Easter will be upon us soon and many parents are tempted to buy one of those cute baby Easter bunnies that appear in all the pet stores, Craig’s List or Uncle Henry’s. Unless the child is older than 12 years and is very responsible, a toy stuffed bunny would make a much better gift.

Rabbits live 10 to 12 years. Will the child still care for the rabbit after the novelty wears off? Or will this rabbit spend this summer abandoned in a backyard hutch where he/she eventually will die alone? Like dogs and cats, rabbits are social animals and need daily interactions with their human owners.

Last year, hundreds of rabbits were surrendered at animal shelters and rabbit rescues across this state. And unlike wild rabbits, pet rabbits released into the wild cannot fend for themselves. This rabbit wouldn’t survive and eventually would be killed by a predator.

Rabbits make great pets, provided their owner accepts them on their own terms. They need a safe and loving environment in a home, not in an outdoor hutch. Older rabbits in shelters have little chance of being adopted because most people mistakenly want a baby rabbit. This is unfortunate because older rabbits make the best pets. They are more tolerant of children and have reached their affectionate adult personality.
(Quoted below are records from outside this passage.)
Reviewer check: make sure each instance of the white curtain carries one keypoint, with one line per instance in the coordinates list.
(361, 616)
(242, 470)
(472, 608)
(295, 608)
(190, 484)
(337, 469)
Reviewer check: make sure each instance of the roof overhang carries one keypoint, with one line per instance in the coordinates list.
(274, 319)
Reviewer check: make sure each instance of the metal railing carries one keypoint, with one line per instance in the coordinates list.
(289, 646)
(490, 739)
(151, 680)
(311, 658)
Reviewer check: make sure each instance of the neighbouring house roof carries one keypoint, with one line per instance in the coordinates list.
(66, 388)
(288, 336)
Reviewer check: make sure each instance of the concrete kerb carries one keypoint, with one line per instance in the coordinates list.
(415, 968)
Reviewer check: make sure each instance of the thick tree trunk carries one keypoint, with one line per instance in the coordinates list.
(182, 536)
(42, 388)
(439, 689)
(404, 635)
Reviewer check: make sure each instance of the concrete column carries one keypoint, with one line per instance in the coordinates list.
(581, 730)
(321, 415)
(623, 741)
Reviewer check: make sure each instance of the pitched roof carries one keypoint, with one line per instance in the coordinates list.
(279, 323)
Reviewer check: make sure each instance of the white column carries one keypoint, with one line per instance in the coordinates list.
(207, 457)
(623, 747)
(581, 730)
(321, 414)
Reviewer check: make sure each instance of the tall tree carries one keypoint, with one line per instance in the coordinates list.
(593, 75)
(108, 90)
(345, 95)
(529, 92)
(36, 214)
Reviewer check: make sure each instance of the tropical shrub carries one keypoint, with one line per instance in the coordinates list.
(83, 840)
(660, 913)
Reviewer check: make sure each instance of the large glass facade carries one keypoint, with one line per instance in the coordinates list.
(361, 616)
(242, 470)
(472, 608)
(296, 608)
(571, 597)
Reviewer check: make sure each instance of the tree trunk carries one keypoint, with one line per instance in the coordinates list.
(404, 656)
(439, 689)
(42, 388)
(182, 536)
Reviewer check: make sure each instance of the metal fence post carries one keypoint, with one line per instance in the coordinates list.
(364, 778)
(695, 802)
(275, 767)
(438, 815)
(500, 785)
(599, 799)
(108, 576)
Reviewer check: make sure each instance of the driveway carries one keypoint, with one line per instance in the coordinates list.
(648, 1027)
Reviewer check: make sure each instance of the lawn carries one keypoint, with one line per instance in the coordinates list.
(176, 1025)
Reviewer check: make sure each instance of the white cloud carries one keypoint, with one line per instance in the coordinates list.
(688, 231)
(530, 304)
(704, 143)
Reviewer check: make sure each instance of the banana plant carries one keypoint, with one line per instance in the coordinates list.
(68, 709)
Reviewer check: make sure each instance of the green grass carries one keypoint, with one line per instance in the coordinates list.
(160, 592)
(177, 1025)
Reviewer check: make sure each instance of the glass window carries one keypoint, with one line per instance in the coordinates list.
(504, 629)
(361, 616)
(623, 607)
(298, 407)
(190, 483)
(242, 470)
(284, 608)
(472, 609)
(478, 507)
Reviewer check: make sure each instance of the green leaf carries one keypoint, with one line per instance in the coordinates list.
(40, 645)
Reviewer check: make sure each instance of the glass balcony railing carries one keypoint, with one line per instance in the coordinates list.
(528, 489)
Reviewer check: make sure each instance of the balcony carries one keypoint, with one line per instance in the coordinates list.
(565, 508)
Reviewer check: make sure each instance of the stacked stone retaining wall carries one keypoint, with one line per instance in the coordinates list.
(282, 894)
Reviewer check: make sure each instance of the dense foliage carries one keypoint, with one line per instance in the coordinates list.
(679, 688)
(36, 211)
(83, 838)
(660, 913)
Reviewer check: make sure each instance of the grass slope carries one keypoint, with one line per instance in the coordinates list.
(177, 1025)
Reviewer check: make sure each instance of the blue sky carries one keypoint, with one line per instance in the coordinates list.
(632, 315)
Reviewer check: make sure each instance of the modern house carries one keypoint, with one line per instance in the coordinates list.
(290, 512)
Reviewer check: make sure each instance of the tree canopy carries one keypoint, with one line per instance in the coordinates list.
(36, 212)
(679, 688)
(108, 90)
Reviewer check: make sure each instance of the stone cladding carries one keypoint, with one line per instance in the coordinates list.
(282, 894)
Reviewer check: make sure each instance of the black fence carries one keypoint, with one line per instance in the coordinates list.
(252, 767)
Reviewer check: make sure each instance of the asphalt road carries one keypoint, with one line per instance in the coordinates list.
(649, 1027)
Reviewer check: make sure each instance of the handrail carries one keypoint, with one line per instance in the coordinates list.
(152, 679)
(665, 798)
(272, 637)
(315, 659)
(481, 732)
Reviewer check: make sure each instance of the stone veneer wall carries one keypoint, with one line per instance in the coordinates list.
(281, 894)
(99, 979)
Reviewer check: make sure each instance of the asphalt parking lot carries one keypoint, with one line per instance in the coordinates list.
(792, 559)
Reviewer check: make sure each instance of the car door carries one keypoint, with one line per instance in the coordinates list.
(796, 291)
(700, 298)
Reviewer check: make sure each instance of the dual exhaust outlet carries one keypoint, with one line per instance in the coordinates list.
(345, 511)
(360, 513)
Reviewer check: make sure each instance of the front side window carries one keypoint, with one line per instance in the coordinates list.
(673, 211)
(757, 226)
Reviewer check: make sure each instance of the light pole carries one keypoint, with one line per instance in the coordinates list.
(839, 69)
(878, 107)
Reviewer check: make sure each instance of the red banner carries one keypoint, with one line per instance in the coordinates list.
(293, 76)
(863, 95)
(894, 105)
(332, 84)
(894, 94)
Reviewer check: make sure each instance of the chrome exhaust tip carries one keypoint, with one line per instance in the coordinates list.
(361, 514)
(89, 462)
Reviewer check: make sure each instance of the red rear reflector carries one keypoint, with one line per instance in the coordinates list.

Save a life and don’t buy an Easter bunny. If a person must have a rabbit, rescue an altered rabbit from a local animal shelter or from a rabbit rescue group. A listing of available rabbits nearby is found at www.petfinder.org or www.hromaine.org. More information about rabbits at can be found at www.rabbit.org or www.hromaine.org.

Please consider the life of that rabbit before buying him/her as an Easter gift.